The article “D96 officials wary of loan to write music honoring teacher” (News, Dec. 2) magnifies the disconnect between what people believe happens in a music classroom and what actually happens in a music classroom.

Music classes are not the same today as they were in the recent past, when most adults reading this were in school. It’s no longer sufficient (nor was it really ever) for a music teacher to stand on their podium and dictate how students should perform music, stifling students engagement in the creative process. 

This old delivery of music education was modeled after how professional ensembles rehearse. At this level, it is appropriate to have directors making musical decisions for an ensemble, just as Maestro Muti does for the Chicago Symphony Orchestra. 

However, translated to an educational setting that we all have encountered, this would be the equivalent to an English teacher standing in front of their students and telling them how to read and sound decent when reading aloud, but never teaching students how to extract meaning from what they are reading, let alone allow students to construct their own thoughts and write a paper. 

Simply put, it is no longer the primary purpose of a school music ensemble to simply put on a concert. 

The primary focus of music education is to learn from music. There are many, many benefits to an education complete with music that are now equally accessible to all students through modern music education. 

In our communities’ music classrooms right now, students are actively engaged in the creative process. This includes activities in composition, making critical decisions on the interpretation of music during rehearsals, critical analysis of music as performed by themselves and others, and studying the effects the music they create has on the world around them. 
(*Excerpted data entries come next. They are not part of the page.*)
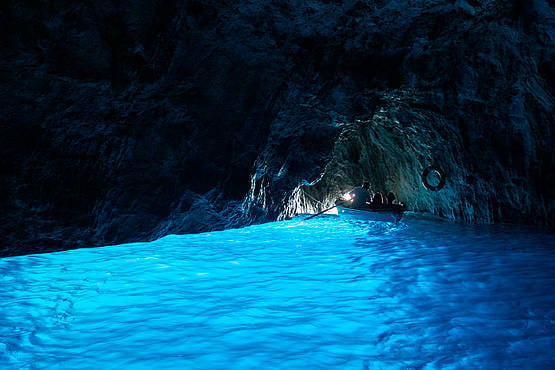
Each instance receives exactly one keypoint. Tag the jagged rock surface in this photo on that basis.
(128, 120)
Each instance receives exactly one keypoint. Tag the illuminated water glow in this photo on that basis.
(318, 294)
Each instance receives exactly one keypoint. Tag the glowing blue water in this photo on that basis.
(315, 294)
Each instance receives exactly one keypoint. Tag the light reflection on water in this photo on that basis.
(320, 294)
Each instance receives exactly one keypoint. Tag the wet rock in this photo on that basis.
(124, 122)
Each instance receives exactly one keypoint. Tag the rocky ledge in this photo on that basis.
(128, 120)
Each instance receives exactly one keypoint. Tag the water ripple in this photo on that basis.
(321, 294)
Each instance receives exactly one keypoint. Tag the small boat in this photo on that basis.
(392, 213)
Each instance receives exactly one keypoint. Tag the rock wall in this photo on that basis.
(128, 120)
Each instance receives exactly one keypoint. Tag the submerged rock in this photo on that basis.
(128, 121)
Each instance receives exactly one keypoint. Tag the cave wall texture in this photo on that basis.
(128, 120)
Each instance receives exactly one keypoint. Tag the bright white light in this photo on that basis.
(347, 196)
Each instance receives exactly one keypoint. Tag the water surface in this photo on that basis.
(322, 293)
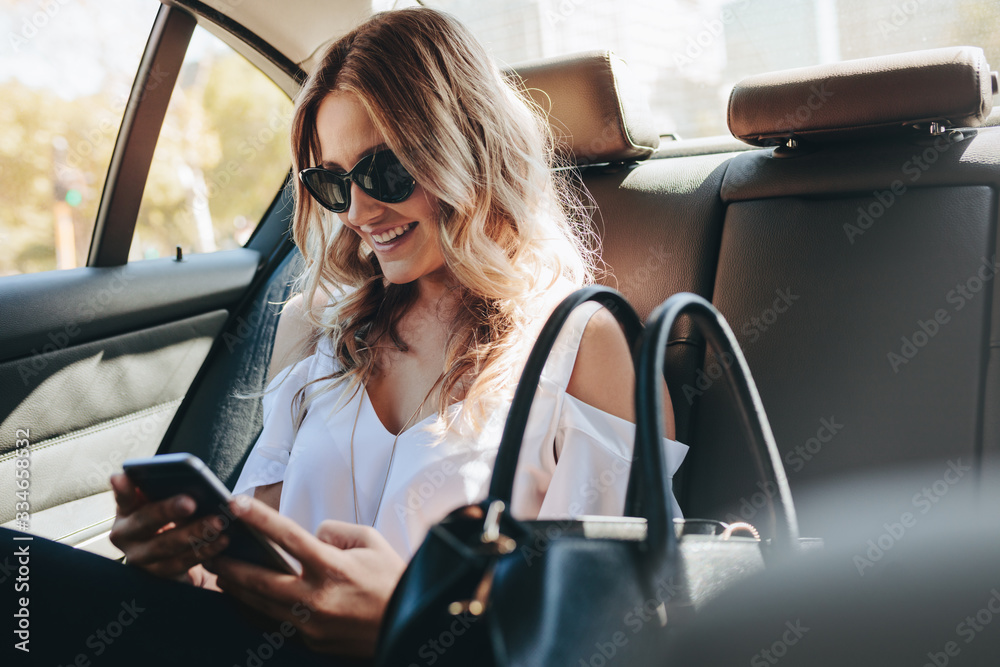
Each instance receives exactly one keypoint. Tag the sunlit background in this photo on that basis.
(66, 68)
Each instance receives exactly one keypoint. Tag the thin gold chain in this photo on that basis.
(392, 455)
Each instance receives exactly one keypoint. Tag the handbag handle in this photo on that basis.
(502, 483)
(648, 469)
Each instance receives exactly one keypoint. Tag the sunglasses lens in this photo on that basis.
(385, 178)
(327, 188)
(381, 175)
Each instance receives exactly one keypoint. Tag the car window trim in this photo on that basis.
(136, 141)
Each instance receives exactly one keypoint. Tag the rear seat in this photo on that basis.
(838, 263)
(818, 294)
(842, 268)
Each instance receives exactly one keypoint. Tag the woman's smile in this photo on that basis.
(404, 234)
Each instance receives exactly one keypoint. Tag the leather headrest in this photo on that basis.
(597, 112)
(861, 98)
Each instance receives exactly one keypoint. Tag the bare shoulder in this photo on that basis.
(603, 375)
(292, 340)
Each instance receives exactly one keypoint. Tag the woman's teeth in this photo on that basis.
(389, 235)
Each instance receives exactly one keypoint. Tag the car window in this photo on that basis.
(689, 53)
(221, 157)
(66, 70)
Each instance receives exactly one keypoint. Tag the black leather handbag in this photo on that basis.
(487, 589)
(709, 557)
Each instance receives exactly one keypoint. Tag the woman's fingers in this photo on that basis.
(345, 535)
(271, 592)
(314, 556)
(145, 522)
(175, 551)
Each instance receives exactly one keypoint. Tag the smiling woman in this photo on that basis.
(437, 239)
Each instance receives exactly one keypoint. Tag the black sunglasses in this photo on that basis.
(380, 175)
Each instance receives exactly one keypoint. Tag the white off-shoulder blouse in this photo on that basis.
(431, 476)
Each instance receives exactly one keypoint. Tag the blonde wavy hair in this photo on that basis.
(510, 227)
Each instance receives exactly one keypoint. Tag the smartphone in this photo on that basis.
(166, 475)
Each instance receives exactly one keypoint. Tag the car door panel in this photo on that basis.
(95, 363)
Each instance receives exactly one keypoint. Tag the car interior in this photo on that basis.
(847, 230)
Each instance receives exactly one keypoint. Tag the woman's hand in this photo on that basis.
(160, 537)
(336, 604)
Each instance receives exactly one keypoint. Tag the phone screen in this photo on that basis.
(167, 475)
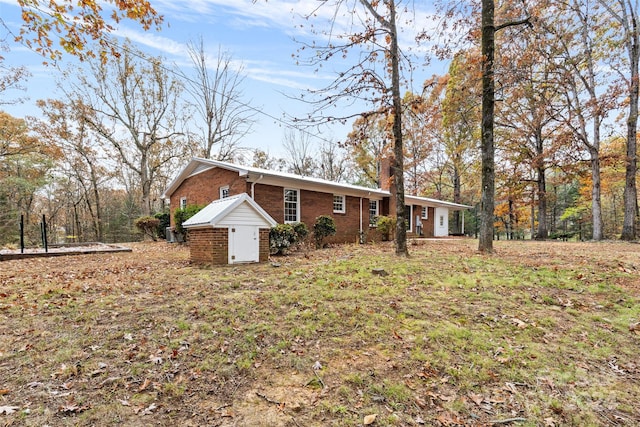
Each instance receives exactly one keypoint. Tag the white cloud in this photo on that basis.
(162, 44)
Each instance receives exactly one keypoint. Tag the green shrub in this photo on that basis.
(284, 238)
(148, 225)
(301, 229)
(181, 215)
(281, 238)
(386, 225)
(324, 227)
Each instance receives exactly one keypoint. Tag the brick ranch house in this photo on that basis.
(293, 198)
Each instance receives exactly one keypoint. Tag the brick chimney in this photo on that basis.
(386, 180)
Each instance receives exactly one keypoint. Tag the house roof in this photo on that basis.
(284, 179)
(217, 210)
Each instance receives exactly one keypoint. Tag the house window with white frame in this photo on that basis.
(339, 205)
(291, 205)
(224, 192)
(373, 212)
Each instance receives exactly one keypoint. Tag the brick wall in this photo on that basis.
(271, 199)
(264, 244)
(209, 246)
(203, 188)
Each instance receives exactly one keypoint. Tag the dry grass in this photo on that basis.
(538, 334)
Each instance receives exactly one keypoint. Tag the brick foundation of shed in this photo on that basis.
(210, 246)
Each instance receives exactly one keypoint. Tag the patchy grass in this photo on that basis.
(538, 334)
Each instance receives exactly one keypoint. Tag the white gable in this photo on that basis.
(243, 214)
(235, 210)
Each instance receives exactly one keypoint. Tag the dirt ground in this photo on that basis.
(539, 334)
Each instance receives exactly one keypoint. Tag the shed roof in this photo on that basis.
(218, 210)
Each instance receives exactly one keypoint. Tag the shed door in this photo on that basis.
(244, 244)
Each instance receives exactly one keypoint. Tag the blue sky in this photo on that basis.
(258, 35)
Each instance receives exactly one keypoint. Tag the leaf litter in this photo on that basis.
(534, 335)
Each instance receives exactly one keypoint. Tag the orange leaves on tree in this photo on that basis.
(77, 24)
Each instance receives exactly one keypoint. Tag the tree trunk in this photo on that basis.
(398, 149)
(487, 200)
(145, 184)
(543, 230)
(457, 225)
(630, 189)
(596, 204)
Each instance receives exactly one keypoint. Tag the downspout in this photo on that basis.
(253, 186)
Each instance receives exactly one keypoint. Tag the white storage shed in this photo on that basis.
(230, 231)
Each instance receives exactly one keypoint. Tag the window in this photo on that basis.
(338, 204)
(291, 205)
(373, 212)
(224, 192)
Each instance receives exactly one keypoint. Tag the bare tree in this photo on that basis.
(299, 148)
(82, 164)
(133, 105)
(374, 35)
(625, 13)
(218, 100)
(334, 164)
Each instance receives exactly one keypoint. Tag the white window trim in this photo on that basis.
(222, 189)
(344, 204)
(284, 202)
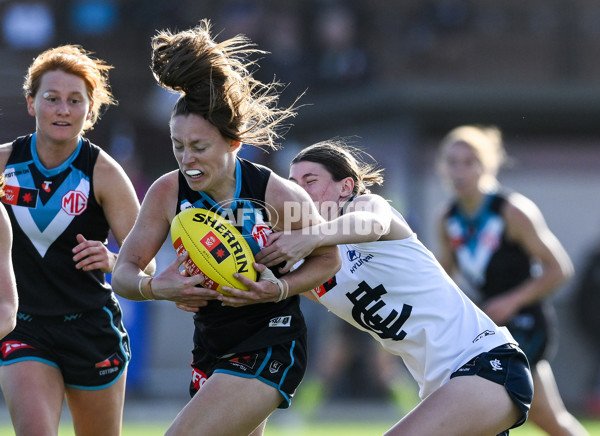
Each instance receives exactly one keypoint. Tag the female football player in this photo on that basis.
(473, 378)
(246, 361)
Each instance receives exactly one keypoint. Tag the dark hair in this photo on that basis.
(342, 160)
(73, 59)
(215, 82)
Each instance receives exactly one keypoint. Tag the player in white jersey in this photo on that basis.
(392, 287)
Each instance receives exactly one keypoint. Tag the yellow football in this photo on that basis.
(216, 248)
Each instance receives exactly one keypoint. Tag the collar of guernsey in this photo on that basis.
(54, 171)
(244, 203)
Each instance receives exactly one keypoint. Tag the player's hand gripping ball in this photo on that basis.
(216, 248)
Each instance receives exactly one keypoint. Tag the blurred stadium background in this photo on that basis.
(395, 74)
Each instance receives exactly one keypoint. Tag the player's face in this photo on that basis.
(205, 157)
(61, 106)
(462, 168)
(320, 186)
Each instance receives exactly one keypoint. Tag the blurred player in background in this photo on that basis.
(495, 238)
(246, 362)
(63, 195)
(472, 376)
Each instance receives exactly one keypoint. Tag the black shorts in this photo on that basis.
(281, 366)
(90, 349)
(506, 365)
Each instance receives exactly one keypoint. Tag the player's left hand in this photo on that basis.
(90, 255)
(261, 291)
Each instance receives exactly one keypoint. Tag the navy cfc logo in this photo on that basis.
(367, 305)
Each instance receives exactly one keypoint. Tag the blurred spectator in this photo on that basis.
(18, 31)
(587, 306)
(94, 17)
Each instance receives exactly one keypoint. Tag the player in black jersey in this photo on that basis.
(494, 238)
(63, 195)
(8, 286)
(246, 361)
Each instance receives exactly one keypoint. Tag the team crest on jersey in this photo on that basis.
(18, 196)
(371, 312)
(325, 287)
(353, 255)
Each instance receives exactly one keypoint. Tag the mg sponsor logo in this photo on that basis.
(74, 202)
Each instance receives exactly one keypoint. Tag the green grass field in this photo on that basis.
(302, 429)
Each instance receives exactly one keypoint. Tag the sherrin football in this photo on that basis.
(216, 248)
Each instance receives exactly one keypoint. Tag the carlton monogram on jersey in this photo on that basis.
(367, 306)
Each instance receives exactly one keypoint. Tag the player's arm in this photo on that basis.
(143, 243)
(296, 211)
(445, 254)
(116, 195)
(368, 218)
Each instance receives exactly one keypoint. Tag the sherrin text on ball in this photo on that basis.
(216, 248)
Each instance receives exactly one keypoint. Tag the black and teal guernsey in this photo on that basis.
(221, 331)
(494, 265)
(47, 209)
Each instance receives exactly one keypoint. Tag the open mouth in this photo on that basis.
(194, 173)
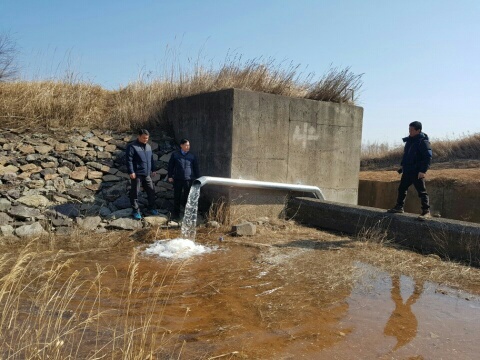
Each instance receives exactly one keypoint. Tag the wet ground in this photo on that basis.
(304, 298)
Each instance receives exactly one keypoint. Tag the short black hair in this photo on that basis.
(417, 125)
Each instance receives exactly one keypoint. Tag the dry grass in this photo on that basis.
(53, 308)
(55, 301)
(382, 156)
(74, 103)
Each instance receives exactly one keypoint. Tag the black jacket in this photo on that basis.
(183, 167)
(139, 158)
(417, 154)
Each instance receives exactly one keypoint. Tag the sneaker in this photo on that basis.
(425, 215)
(396, 210)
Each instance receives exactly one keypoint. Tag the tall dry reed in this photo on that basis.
(49, 311)
(382, 156)
(72, 102)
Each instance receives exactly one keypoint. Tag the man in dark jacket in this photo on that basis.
(182, 170)
(139, 157)
(415, 163)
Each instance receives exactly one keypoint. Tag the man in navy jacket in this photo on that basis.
(139, 157)
(415, 163)
(182, 170)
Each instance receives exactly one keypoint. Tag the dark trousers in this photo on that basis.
(405, 182)
(147, 183)
(181, 188)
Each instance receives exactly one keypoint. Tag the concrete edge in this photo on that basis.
(450, 239)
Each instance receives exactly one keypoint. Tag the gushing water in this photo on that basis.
(176, 248)
(185, 246)
(189, 222)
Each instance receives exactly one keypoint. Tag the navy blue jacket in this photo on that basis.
(417, 154)
(183, 167)
(139, 158)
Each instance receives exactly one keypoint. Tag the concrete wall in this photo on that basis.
(258, 136)
(450, 239)
(450, 199)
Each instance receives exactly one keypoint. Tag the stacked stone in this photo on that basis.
(49, 183)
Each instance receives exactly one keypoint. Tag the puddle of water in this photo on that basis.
(398, 318)
(279, 303)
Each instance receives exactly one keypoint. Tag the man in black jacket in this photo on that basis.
(415, 163)
(182, 170)
(139, 158)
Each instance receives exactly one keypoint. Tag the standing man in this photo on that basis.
(139, 157)
(415, 163)
(182, 170)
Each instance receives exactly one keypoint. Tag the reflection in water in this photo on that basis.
(402, 324)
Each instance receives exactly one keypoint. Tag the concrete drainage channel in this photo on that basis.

It is with this new model of music education in mind, as outlined in the National Core Arts Standards which were adopted just this past summer, that this commission honoring Mrs. Gill makes perfect sense. 

Middle schools all over the country commission pieces like this to engage their students in conversations with established composers. The composers schedule time to talk directly with our students about their career in music, and specifically about the music that is being created for them. 

And that’s the biggest misunderstanding in this issue. As much as this piece will honor the career of Mrs. Gill with a dedication note at the top of the music, this is really about the students of District 96.

The music faculty in District 96 are doing a fabulous job educating their students. Mrs. Gill has done a fantastic job throughout her career to build an excellent string program. Mr. Colombo has built a wonderful band program aided by Mr. Meyers, and Ms. Lynch has an outstanding choir program. 

I applaud their efforts to honor Mrs. Gill while offering a rich learning experience for their students as part of a comprehensive music curriculum.